フィンランド、国内最大規模の水素プラント建設へ

(フィンランド、スウェーデン)

ロンドン発

2022年11月16日

フィンランドの再エネ関連事業者フレクセンスと同国のコッコラ市(注1)が所有するKIPインフラは11月15日、水素製造プラント建設向けにコッコラ工業団地内の用地をリースするための基本合意書(LOI)を締結外部サイトへ、新しいウィンドウで開きますした。同プラントは国内最大の約300メガワット(MW)規模となる予定で、2027年末にグリーン水素の製造を開始するとしている。水素は燃料向けのほか、アンモニアの製造にも使用する予定で、製造されたアンモニアは農業用肥料や船舶用エンジンの燃料として使用されるとしている。同国には現在、約20の水素プラントがあるものの、20〜40MW程度の小規模なものとなっている(「yle」11月15日)。

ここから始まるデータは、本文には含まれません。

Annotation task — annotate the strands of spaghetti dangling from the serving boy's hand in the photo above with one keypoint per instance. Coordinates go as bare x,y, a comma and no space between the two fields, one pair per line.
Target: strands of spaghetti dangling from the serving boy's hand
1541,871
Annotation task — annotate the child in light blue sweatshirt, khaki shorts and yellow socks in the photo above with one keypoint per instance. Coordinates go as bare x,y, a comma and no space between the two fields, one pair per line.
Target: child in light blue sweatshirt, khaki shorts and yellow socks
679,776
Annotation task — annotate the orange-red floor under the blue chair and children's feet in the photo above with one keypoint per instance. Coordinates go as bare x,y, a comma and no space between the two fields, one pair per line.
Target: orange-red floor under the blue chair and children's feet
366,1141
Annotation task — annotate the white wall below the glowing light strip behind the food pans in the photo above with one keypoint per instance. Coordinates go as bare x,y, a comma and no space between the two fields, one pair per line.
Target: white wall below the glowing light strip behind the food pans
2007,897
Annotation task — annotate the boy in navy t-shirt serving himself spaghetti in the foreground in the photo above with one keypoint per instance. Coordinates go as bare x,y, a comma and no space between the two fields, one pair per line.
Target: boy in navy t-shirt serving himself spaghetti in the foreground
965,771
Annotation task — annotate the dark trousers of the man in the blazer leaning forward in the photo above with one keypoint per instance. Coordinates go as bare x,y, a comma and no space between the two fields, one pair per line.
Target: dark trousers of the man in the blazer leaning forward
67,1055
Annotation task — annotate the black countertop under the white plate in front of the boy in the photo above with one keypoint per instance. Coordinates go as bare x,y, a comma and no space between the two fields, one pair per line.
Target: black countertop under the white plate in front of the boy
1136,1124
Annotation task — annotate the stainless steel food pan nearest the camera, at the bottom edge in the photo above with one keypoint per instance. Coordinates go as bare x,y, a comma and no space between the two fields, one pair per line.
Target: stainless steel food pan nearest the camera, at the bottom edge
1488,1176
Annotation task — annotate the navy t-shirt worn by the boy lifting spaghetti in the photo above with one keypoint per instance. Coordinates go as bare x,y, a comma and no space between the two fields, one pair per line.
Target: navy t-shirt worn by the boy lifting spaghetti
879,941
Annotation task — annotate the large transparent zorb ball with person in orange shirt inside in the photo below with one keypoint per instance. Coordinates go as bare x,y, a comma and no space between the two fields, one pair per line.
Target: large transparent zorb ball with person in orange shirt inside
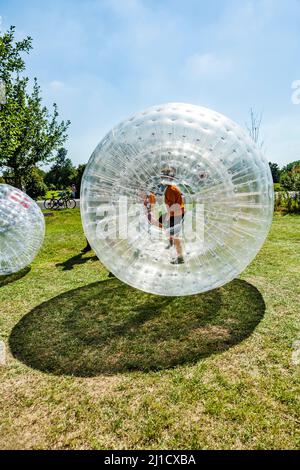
202,160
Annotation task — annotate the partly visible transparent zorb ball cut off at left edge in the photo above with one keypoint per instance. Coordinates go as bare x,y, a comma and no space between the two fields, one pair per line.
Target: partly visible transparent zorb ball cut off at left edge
22,229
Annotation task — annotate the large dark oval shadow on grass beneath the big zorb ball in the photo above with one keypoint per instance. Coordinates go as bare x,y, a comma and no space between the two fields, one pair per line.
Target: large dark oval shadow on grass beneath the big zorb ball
109,327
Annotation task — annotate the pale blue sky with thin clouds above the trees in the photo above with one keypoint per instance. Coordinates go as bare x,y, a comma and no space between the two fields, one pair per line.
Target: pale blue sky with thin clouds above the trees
102,60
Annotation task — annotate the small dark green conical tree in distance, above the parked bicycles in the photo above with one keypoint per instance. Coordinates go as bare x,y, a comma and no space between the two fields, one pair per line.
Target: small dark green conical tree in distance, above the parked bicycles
62,174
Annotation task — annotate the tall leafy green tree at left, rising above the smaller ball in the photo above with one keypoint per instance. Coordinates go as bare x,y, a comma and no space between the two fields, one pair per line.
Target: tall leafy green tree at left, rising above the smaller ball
29,134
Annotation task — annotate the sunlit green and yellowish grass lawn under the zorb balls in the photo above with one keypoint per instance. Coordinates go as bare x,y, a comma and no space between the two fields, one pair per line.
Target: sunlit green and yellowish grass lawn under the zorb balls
93,363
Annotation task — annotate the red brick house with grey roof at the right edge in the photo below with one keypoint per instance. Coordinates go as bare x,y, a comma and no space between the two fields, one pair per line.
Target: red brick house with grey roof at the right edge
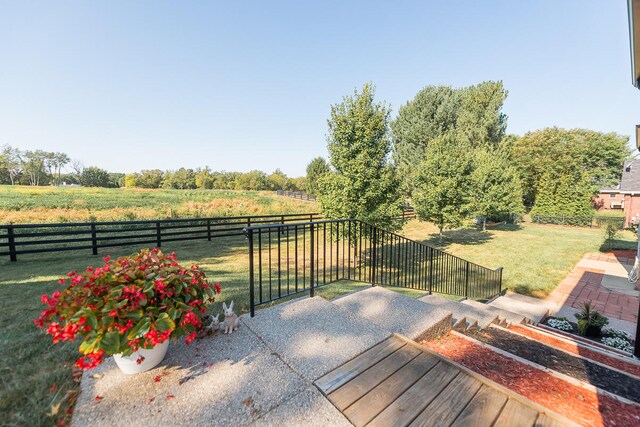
624,197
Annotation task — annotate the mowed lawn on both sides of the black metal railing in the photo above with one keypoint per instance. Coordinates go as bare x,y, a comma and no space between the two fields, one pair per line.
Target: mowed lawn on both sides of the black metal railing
35,375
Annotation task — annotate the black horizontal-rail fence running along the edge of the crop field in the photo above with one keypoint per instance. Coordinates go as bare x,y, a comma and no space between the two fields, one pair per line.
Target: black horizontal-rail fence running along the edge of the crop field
17,239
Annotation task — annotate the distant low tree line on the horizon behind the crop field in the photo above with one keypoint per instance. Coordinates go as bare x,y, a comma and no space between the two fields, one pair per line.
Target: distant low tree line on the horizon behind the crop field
40,167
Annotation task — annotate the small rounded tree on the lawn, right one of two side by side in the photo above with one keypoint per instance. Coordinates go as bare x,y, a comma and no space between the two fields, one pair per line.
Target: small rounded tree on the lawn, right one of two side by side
496,186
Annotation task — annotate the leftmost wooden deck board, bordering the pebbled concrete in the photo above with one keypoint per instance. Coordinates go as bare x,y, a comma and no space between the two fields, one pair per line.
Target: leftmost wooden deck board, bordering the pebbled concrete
354,367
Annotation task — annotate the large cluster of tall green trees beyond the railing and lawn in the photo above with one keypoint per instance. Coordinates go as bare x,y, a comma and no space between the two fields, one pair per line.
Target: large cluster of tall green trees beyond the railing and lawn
447,153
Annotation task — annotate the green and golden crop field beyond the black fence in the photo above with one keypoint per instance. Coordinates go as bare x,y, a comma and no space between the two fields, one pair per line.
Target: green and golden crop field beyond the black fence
23,204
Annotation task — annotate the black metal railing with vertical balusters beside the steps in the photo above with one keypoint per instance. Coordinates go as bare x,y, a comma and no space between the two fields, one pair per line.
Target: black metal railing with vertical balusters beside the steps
289,259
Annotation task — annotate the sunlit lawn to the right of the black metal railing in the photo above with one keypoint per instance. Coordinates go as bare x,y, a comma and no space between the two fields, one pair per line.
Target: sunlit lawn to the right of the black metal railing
535,257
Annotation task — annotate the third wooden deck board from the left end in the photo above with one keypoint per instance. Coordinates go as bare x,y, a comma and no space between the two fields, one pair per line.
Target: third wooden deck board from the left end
374,402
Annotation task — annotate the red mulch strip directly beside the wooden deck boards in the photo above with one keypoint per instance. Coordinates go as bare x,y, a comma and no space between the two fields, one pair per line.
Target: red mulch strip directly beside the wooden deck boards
583,406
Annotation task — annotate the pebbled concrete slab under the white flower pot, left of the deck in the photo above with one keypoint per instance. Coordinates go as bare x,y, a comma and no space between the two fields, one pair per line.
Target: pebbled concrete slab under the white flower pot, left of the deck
220,380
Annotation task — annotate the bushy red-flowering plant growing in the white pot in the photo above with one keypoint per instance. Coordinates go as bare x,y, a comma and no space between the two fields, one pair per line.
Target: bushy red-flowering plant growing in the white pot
131,303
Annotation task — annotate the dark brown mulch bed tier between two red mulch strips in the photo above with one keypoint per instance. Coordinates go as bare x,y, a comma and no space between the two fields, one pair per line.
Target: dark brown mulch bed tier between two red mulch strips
584,370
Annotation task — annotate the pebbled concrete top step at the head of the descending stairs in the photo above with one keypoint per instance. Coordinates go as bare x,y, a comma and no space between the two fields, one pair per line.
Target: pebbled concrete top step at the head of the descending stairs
396,313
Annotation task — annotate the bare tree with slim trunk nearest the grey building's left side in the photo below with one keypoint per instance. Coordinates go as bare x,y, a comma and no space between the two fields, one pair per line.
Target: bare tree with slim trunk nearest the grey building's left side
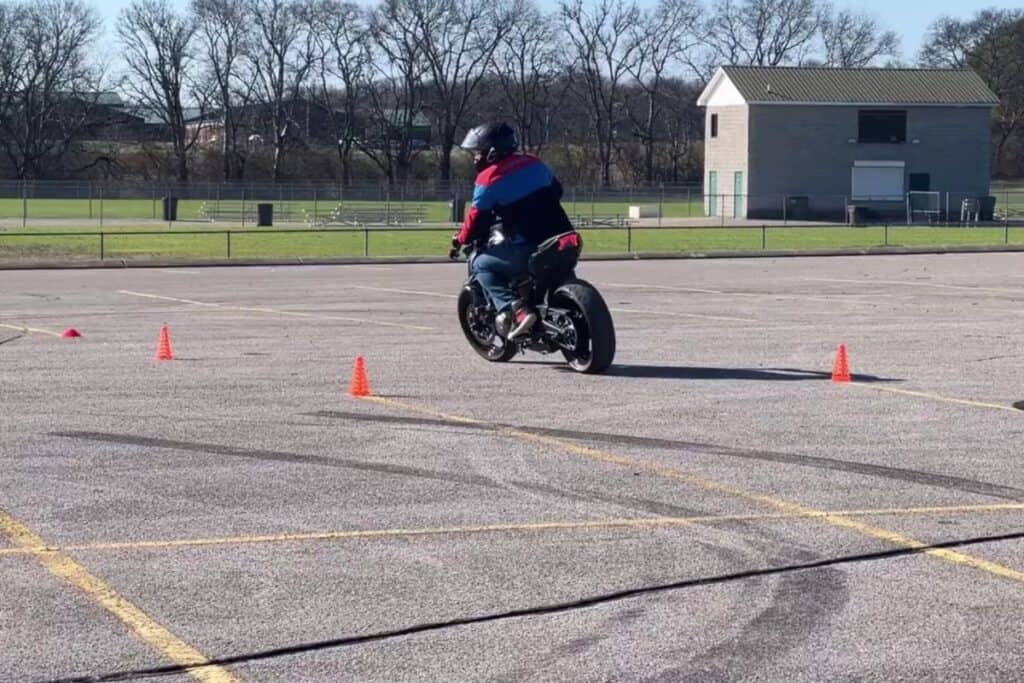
663,36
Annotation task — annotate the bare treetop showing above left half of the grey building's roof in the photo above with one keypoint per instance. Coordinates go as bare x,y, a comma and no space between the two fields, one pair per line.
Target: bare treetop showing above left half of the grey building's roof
764,33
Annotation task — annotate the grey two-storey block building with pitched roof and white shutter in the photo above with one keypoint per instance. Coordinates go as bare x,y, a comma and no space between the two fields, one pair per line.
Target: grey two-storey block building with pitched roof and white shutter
809,143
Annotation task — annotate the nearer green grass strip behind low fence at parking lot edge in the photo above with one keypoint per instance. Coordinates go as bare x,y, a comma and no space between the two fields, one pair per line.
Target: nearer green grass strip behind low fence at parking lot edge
215,244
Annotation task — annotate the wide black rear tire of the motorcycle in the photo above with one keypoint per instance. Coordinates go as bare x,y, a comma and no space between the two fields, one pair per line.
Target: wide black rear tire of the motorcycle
596,332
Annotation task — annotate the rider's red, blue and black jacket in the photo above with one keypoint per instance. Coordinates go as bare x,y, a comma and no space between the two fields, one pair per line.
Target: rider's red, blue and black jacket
522,192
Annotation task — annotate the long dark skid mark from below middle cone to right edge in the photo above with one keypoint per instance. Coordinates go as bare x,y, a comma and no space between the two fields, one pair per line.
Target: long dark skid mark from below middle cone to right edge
914,477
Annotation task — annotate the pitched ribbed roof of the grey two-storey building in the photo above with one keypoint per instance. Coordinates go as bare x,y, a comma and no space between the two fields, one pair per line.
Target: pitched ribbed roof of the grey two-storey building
823,86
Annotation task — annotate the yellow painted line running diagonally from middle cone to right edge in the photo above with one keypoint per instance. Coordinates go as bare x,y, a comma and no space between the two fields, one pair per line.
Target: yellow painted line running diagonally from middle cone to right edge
797,509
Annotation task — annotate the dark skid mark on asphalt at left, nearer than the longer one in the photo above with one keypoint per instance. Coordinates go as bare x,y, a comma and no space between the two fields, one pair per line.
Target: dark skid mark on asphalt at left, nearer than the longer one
277,456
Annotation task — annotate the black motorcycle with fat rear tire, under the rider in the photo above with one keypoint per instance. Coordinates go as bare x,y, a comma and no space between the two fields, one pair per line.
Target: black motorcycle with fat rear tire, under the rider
573,318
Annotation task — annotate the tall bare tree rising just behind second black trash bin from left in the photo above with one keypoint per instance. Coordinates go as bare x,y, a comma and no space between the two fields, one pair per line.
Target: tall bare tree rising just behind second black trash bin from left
281,59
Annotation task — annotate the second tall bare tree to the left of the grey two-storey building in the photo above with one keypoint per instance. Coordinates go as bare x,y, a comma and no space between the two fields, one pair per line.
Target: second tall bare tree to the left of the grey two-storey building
603,56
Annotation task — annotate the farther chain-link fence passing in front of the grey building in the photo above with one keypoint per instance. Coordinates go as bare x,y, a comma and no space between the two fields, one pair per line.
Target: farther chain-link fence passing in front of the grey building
42,205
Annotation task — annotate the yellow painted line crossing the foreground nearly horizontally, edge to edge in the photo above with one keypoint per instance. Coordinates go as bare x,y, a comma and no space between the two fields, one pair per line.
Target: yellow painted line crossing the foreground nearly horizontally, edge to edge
633,523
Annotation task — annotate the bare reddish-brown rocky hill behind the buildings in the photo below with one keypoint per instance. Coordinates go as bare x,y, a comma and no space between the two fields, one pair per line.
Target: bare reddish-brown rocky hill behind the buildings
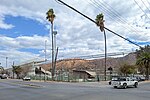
78,64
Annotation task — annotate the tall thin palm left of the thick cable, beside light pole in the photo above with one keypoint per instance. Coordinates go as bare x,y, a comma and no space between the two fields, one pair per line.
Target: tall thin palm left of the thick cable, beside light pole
50,17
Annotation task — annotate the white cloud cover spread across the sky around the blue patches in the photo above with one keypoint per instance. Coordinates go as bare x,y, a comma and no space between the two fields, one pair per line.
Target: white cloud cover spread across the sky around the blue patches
77,35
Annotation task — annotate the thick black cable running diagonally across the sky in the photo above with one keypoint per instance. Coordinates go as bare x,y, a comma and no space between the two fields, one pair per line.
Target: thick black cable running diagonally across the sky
95,23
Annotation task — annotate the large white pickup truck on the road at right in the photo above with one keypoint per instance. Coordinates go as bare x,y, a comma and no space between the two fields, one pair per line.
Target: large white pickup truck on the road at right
124,82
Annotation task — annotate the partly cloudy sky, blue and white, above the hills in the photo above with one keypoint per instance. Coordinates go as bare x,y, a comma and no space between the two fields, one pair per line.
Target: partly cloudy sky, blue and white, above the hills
25,32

フィンランドは気候・エネルギー戦略で水素の国内生産目標を1,000MWとしており、同プラントにより3分の1を達成することができるとしている。同国では、グリーン水素およびパワー・トゥ・エックス技術(注2)のパイオニアであるP2Xソリューションズがグリーン水素製造プラントを建設する予定。このプラントでは、再生可能エネルギーから生産される電力を利用して、産業用などのグリーン水素を製造する予定で、2024年前半にプラントの試運転を行うことを目標としている。

フレクセンスは同日、フィンランドの送ガス事業者ガスグリッドとコッコラ地域の水素ネットワーク開発の調査を開始した。将来的にはコッコラのプラントで製造された水素を、この地域で開発される水素供給ネットワークで輸送・貯蔵することができ、複数の生産者と消費者の間でやりとりすることができるとしている。また、ガスグリッドとスウェーデンのエネルギー企業のノルディオン・エネルギ(Nordion Energi)の間で進行中の共同水素輸送インフラ開発プロジェクト「北欧水素ルートプロジェクト」(2022年8月2日記事参照)も踏まえ、北欧地域でのネットワーク構築を視野に入れている。

(注1)ボスニア湾に面するフィンランド西部地方の工業都市。

(注2)電力をグリーン水素やその他のEフューエル(e-fuel)へ変換する技術。